Fractional property investing group DomaCom will launch a self managed superannuation fund (SMSF) pitched at low-net worth investors using DomaCom Property sub-funds as the main investments.
DomaCom will partner with Self-Managed Super Institute, SMSF document provider CST Corporate Solutions and Evolv Super Audits to establish and run the fund
The SMSF will cost the greater of $450 or one per cent per annum as long as investments are restricted to cash or the DomaCom funds with investors able to enter the fund with $20,000. Fees will increase in the event that asset allocation spreads to include equities and fixed interest.
DomaCom chief executive Arthur Naoumidis said the SMSF was being launched to meet demand for property investments from those with low super account balances, particularly among Gen X and Gen Y investors.

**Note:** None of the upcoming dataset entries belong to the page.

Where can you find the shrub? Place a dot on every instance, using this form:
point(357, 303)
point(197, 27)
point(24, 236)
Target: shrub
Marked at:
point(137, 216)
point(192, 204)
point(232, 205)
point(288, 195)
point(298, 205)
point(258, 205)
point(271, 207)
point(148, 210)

“I believe younger generations are struggling to get their foot on the property ladder. It may be that purchasing an entire property is a bit beyond them or a commitment they’re just not ready to make. The Property SMSF will get them started and, combined with a SMSF, help set them up for financial independence,” Naoumidis said.

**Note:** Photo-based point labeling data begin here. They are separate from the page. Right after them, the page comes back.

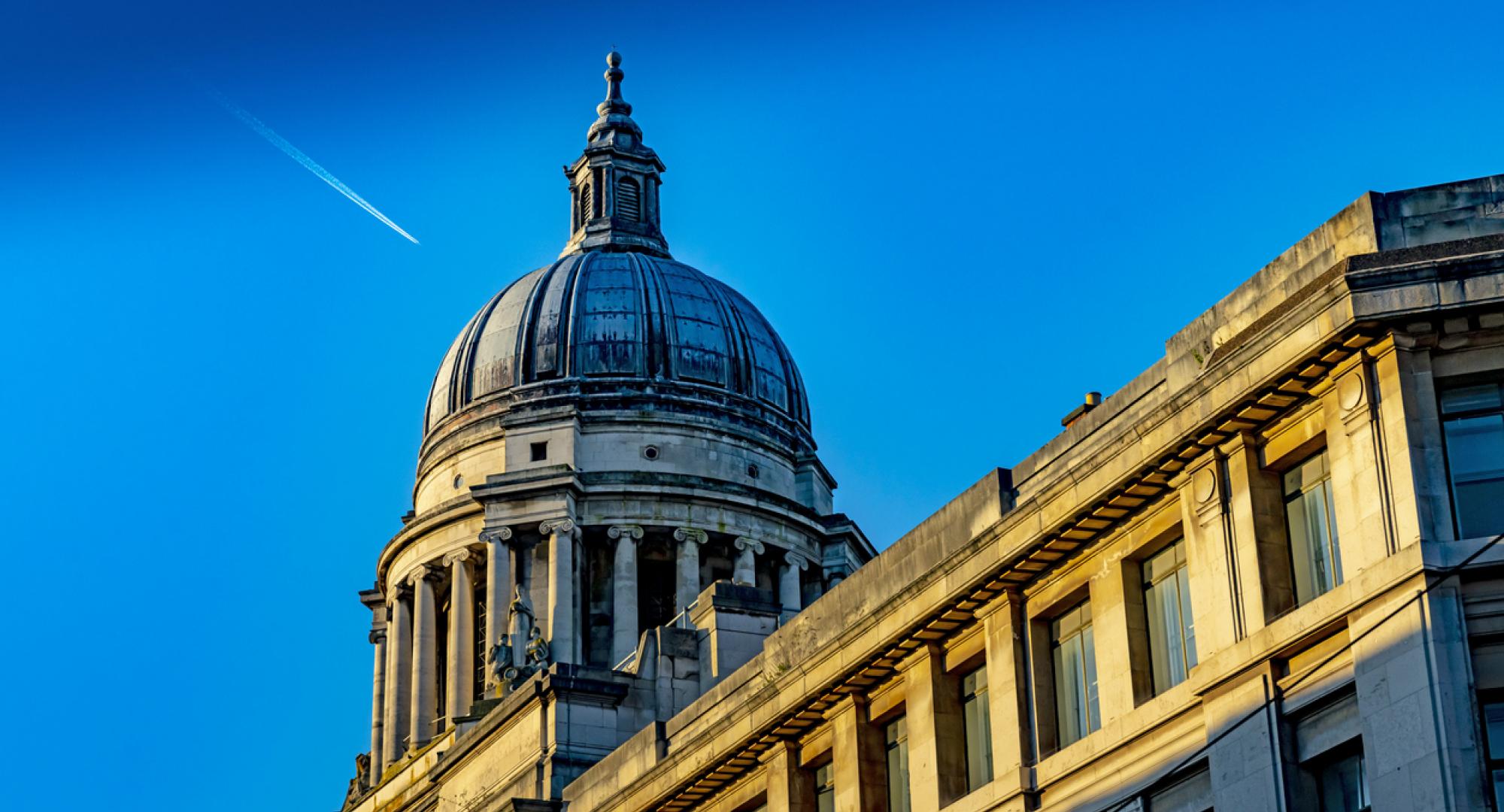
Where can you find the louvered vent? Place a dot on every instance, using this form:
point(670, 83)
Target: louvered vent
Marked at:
point(629, 201)
point(586, 205)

“DomaCom see the Property SMSF as a superannuation nursery for young people who are not viable clients from a fee perspective. These future clients can be cultivated in the DomaCom Property SMSF until they have 'grown’ into full fare paying clients with more balanced portfolios at which time they are transferred back to the (adivser’s) practice.”
The SMSF will be live from 1 July with advisers planning to use the fund requiring to be accredited by DomaCom.